Propriété Intellectuelle : les chercheurs burkinabè outillés à la protection de leurs trouvailles

Le Ministère de la Recherche scientifique et de l’Innovation (MRSI) a organisé un atelier de formation, du 14 au 16 mai 2014 à Bobo-Dioulasso, à l’intention des chercheurs burkinabè. Il s’agissait de les former aux différents mécanismes de protection des résultats de leurs recherches d’innovations et d’inventions.

De nombreux résultats de recherches sans protection au Burkina Faso ont fait l’objet de publications dans des revues scientifiques, de communication ou d’exposition au cours des rencontres scientifiques, selon le ministère de la Recherche scientifique et de l’Innovation (MRSI). Du coup, la situation compromet les espoirs desdits chercheurs de bénéficier des retombées des résultats de leurs recherches, a déploré le MRSI. C’est pourquoi le département s’est engagé à mettre fin à cette situation à travers un atelier de formation, organisé du 14 au 16 mai 2014 à Bobo-Dioulasso, sur les mécanismes de protection des résultats de recherches au profit des chercheurs burkinabè. L’objectif est, entre autres, d’outiller les chercheurs aux mécanismes et au réflexe de la protection de leurs œuvres afin de s’assurer que toute exploitation de celles-ci leur procure des retombées en reconnaissance de leur génie. Les participants au nombre de 40, sont constitués de chercheurs, instituts de recherche, d’inventeurs et d’innovateurs indépendants, ainsi que des inventeurs et innovateurs primés lors des différentes éditions et l’appropriation. Durant les 72 heures, ils se sont penchés sur les généralités de la propriété intellectuelle, les procédures de protection des inventions ou innovations dans l’Organisation africaine de la propriété intellectuelle (OAPI), et l’exploitation de l’information brevet, ainsi que la recherche documentaire. A cela, s’ajoutent la rédaction de mémoire descriptif d’un brevet d’invention, l’importance du brevet dans le cadre de la valorisation des résultats de recherche et de la marque. Ils ont également pris connaissance des dessins et modèles industriels dans la valorisation des technologies et innovations, des entraves à l’exploitation du brevet ainsi que de la marque et de la composition d’un dossier de demande de protection pour l’obtention d’un brevet.

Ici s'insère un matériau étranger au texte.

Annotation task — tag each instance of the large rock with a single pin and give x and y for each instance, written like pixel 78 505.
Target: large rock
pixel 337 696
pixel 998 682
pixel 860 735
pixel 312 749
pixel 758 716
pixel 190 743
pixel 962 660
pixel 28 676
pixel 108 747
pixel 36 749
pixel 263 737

Une importance primordiale

Les résultats attendus sont entre autres, une parfaite connaissance de différents types de protection et de leurs implications dans la vie du chercheur, l’acquisition des principaux réflexes de la protection des résultats de la recherche. S’y ajoutent, une bonne connaissance des éléments qui composent un dossier de demande de protection et la maîtrise des principaux contrats liés à l’exploitation d’un résultat de recherche protégé. A l’ouverture des travaux, c’est au nom du secrétaire général du MRSI, que le Pr Zékiba Tarnagda, maître de recherche à l’Institut de recherche en science de la santé (IRSS), a affirmé que la propriété intellectuelle joue un rôle important dans l’ensemble du processus de valorisation des résultats de la recherche. Pour lui, la possession des droits de propriété intellectuelle s’avère primordiale dans ce monde marqué par la vive concurrence. Et de poursuivre qu’elle peut aider à convaincre les investisseurs. De plus, a dit M. Tarnagda, « elle permet de protéger et de défendre les droits des chercheurs, des inventeurs et des innovateurs tout en leur donnant une visibilité sur leurs résultats ». C’est pourquoi, a-t-il dit, une bonne maîtrise des mécanismes de protection des technologies, des inventions par l’ensemble des chercheurs est devenue indispensable pour garantir le succès de la Stratégie nationale de valorisation des technologies, des inventions et des innovations (SNTII). Il a par ailleurs précisé que la tenue du présent atelier est le fruit d’une collaboration entre le MRSI et le département en charge du Commerce à travers l’Agence nationale de valorisation des résultats de la recherche et de l’innovation (ANVAR) et le Centre national de la propriété industrielle (CNPI). Pour sa part, le directeur général du CNPI, Moussa Traoré a indiqué que la propriété intellectuelle crée non seulement les conditions d’épanouissement des talents créatifs locaux, mais également les conditions d’instauration d’un climat d’affaires propice. « C’est conscients de cette réalité que les ministères en charge du Commerce et de la Recherche scientifique, à travers l’ANVAR et le CNPI, ont décidé de conjuguer leurs efforts et expertises pour faire de la valorisation des résultats de recherche une réalité au Burkina Faso », a-t-il soutenu.